The operational impact: Proper log levels enable effective monitoring and alerting. ERROR logs should wake someone up at night, while DEBUG logs should help during development. When log levels are used consistently, you can set up reliable alerting thresholds and log retention policies.

Use log levels purposefully:

  • ERROR: Something broke and needs immediate attention (triggers alerts, wakes up on-call engineers)
  • WARN: Something unexpected happened but the system recovered (investigate during business hours)
  • INFO: Important business events that stakeholders care about (user actions, state changes, metrics)
  • DEBUG: Detailed information for troubleshooting (disabled in production, enabled for specific investigations)
# ERROR - System is broken
logger.error("Payment processing failed", extra={
    "payment_id": payment.id,
    "error_code": "GATEWAY_TIMEOUT",
    "amount": payment.amount
})
 
# WARN - Unexpected but handled
logger.warning("Fallback to secondary payment gateway", extra={
    "primary_gateway": "stripe",
    "fallback_gateway": "paypal",
    "reason": "rate_limit_exceeded"
})
 
# INFO - Business event
logger.info("User subscription upgraded", extra={
    "user_id": user.id,
    "from_plan": "basic",
    "to_plan": "premium"
})

3. Structure Your Logs

Why it matters: Structured logs are machine-readable, which means they're searchable, aggregatable, and analyzable at scale. Free-form text logs are like having a library with no catalog system - you might find what you're looking for eventually, but it's going to take a while.

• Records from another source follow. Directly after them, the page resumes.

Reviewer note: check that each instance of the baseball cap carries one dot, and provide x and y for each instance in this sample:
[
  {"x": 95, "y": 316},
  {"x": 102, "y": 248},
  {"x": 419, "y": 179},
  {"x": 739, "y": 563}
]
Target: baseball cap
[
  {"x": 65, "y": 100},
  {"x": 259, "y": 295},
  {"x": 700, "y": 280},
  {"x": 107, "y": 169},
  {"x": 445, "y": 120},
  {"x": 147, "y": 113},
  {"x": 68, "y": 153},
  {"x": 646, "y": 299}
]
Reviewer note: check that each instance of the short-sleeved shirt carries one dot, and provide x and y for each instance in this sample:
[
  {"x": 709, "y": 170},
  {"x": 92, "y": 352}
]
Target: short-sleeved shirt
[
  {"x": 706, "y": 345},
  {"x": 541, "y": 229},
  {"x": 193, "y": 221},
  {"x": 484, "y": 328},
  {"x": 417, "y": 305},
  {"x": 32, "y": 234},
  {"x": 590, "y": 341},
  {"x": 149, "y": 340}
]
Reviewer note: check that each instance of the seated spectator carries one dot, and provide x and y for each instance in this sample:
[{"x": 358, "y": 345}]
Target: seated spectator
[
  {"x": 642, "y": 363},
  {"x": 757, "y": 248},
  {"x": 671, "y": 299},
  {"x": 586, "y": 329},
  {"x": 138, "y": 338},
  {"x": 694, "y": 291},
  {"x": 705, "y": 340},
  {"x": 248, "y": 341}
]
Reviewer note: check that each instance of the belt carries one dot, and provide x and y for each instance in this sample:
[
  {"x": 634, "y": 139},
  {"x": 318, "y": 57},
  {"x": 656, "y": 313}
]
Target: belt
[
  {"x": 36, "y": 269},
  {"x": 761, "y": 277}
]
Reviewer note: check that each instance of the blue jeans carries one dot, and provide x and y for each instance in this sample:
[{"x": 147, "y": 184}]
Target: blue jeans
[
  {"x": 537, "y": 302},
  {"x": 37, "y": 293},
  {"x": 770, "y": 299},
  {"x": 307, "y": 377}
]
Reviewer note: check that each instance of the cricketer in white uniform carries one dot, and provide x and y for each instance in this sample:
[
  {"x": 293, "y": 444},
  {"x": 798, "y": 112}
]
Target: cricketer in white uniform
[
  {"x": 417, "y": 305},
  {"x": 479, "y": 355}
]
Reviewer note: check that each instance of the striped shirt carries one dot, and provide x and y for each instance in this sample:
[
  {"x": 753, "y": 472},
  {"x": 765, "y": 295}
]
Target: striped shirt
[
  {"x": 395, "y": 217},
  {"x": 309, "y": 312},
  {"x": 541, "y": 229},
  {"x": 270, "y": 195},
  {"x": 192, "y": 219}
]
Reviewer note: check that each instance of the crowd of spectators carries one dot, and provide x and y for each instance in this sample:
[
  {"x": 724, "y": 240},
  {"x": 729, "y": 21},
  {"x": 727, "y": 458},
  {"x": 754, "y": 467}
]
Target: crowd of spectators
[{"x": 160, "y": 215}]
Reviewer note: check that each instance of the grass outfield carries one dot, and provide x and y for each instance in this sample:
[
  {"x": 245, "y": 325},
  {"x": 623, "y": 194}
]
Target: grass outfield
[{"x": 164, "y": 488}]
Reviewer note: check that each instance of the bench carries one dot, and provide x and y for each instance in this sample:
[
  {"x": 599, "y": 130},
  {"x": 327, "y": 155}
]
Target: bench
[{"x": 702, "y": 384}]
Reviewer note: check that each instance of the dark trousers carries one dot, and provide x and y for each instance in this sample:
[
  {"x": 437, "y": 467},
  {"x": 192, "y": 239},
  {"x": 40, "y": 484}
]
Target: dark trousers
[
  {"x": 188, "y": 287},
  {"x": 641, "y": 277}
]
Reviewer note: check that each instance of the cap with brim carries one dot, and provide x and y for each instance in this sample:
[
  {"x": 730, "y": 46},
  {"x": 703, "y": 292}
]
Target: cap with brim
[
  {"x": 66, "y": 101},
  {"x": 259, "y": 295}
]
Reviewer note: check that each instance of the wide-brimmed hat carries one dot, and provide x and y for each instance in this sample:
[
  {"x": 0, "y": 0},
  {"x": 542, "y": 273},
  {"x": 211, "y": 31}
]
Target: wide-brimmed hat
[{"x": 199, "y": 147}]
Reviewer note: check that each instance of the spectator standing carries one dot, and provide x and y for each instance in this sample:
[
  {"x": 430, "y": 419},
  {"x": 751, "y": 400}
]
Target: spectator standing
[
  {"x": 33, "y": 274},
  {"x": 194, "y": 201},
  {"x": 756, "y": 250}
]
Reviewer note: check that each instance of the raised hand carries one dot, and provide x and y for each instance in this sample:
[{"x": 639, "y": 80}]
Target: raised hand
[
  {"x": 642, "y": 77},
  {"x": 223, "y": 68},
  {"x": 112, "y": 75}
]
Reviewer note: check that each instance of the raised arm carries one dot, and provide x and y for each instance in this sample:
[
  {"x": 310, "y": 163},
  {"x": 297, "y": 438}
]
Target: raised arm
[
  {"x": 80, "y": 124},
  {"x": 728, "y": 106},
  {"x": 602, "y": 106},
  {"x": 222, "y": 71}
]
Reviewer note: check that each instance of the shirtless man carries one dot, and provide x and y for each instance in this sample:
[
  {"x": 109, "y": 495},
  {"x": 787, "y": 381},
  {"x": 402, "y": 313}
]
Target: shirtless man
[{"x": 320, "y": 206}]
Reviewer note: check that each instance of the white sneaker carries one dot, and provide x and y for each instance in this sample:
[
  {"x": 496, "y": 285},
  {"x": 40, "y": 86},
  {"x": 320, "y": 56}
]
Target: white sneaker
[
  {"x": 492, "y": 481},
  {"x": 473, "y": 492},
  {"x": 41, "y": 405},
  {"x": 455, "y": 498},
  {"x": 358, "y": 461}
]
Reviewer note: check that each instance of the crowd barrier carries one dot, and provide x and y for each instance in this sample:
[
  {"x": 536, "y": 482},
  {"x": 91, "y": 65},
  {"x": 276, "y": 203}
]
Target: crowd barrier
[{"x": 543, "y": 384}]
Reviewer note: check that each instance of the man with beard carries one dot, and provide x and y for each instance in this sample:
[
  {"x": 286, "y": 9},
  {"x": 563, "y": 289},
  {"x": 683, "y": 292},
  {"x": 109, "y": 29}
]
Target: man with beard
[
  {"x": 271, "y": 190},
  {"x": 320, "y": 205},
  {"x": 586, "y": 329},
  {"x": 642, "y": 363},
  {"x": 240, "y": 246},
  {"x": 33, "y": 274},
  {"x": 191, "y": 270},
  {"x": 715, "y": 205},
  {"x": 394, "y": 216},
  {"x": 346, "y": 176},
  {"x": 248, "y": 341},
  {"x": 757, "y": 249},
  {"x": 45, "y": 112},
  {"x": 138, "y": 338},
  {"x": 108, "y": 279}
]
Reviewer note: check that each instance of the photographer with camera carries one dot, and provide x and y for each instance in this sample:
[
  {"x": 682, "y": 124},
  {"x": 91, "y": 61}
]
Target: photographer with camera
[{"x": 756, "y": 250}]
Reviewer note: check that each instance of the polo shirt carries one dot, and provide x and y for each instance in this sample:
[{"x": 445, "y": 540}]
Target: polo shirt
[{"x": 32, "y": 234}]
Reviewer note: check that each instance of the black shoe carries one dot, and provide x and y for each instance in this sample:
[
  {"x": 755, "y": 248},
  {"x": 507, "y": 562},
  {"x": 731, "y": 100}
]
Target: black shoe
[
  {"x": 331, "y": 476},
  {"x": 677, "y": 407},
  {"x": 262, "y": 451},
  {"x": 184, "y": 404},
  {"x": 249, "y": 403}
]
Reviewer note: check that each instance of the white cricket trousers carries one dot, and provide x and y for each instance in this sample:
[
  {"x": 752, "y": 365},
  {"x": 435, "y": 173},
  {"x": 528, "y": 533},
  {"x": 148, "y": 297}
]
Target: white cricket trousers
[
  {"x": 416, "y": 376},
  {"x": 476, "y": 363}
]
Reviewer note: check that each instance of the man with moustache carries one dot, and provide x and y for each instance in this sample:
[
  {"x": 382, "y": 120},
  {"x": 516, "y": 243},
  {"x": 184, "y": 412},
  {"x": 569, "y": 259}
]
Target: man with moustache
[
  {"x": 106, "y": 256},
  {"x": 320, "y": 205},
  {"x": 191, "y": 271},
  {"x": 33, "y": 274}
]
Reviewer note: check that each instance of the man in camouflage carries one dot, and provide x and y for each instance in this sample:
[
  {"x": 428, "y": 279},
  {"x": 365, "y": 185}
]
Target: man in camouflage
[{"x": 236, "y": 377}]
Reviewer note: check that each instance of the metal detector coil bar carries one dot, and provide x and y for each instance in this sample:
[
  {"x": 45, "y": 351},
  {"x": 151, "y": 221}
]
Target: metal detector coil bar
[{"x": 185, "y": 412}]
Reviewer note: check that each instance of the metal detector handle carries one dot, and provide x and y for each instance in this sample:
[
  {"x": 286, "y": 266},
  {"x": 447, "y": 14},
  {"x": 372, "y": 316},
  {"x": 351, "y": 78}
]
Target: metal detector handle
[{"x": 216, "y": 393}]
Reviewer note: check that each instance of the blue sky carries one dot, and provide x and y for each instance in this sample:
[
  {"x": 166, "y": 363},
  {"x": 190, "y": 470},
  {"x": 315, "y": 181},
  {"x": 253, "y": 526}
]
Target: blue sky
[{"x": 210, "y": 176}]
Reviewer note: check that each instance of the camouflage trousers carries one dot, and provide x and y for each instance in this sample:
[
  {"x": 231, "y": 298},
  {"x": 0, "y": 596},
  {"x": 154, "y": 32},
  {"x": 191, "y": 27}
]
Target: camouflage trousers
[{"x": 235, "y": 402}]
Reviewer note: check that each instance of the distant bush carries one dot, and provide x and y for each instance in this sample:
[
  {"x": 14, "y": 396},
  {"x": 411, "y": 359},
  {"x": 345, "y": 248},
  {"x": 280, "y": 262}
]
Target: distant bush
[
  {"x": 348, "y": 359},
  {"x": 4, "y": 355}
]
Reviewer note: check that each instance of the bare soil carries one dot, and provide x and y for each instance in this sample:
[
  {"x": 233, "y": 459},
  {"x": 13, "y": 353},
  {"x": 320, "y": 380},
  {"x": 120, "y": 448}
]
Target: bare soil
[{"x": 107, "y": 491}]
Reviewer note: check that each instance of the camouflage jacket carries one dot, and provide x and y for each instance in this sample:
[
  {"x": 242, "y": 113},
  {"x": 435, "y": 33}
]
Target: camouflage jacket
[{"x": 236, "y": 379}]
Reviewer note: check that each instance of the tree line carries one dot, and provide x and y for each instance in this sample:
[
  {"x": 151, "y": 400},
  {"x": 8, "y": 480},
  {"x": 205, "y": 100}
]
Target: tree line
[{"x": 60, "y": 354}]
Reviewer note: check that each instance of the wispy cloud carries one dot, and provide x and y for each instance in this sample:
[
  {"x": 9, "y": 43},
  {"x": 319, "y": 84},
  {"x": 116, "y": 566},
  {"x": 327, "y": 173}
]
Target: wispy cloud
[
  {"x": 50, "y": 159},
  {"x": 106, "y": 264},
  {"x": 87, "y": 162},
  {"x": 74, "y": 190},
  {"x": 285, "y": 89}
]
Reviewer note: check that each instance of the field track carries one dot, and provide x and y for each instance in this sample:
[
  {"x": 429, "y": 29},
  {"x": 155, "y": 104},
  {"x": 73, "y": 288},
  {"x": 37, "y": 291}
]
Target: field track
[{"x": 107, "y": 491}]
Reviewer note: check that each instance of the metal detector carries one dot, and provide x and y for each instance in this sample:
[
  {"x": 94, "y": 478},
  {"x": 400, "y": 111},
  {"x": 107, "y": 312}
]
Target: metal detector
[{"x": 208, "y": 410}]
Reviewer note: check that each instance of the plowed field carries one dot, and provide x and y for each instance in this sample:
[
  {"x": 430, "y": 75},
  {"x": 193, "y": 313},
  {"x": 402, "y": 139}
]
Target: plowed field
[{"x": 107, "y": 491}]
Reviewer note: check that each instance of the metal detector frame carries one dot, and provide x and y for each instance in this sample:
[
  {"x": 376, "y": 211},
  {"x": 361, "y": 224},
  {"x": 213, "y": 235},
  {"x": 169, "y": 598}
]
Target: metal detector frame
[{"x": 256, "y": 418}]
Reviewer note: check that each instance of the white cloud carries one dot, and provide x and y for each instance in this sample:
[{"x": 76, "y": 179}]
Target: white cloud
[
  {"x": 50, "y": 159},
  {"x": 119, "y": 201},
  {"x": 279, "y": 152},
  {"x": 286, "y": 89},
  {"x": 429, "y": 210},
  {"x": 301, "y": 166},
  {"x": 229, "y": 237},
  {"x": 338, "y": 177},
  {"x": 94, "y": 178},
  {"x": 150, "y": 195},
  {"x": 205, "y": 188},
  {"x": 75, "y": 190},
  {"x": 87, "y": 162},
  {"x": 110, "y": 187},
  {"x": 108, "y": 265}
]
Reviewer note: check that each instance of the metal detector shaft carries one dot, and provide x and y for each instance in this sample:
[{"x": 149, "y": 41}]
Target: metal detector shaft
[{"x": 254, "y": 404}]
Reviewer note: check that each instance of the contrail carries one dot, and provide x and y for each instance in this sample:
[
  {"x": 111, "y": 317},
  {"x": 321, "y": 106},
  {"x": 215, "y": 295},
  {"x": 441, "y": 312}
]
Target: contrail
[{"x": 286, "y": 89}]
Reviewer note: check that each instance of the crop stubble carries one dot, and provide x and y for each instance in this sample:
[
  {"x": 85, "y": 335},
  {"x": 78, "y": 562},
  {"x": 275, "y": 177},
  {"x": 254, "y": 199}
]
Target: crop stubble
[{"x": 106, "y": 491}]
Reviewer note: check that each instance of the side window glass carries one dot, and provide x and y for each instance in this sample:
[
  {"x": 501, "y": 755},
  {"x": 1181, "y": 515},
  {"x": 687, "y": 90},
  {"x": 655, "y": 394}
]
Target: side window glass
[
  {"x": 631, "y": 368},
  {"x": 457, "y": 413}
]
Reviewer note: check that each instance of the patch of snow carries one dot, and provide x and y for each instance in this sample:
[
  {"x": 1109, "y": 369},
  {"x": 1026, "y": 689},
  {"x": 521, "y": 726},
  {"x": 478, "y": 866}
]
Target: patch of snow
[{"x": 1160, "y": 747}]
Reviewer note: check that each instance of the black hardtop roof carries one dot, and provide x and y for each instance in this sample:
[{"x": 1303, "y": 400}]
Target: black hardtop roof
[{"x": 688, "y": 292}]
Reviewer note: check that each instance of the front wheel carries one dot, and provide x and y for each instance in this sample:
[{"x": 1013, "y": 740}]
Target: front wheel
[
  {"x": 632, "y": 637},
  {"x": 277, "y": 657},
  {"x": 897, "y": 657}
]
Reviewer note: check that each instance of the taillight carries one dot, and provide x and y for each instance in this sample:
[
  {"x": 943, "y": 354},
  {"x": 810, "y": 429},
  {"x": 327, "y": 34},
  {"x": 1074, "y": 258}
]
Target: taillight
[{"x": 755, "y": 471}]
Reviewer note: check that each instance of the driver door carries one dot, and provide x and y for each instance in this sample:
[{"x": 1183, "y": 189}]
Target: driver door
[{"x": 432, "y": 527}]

The scalability factor: As your system grows, you'll need to analyze patterns across millions of log entries. Structured logs enable you to:

  • Query specific fields efficiently
  • Create dashboards and metrics
  • Set up automated anomaly detection
  • Correlate events across services
  • Export data to analytics platforms

Use structured logging (JSON) instead of free-form text:

# Instead of this - Hard to parse and search
logger.info(f"User {user_id} purchased {product_name} for ${amount} using {payment_method}")
 
# Do this - Machine readable and queryable
logger.info("Purchase completed", extra={
    "event": "purchase_completed",
    "user_id": user_id,
    "product_id": product_id,
    "product_name": product_name,
    "amount": amount,
    "currency": "USD",
    "payment_method": payment_method,
    "timestamp": datetime.utcnow().isoformat(),
    "session_id": session.id
})

Benefits of structured logging:

  • Easy to filter: event:purchase_completed AND amount:>100
  • Simple aggregation: Sum all purchase amounts by user
  • Pattern detection: Identify unusual payment method usage
  • Cross-service correlation: Link purchases to user behavior

4. Performance Considerations

Why it matters: Logging should never be the bottleneck in your system. Poorly implemented logging can degrade performance, increase latency, and ironically, make your system less reliable. The goal is observability without overhead.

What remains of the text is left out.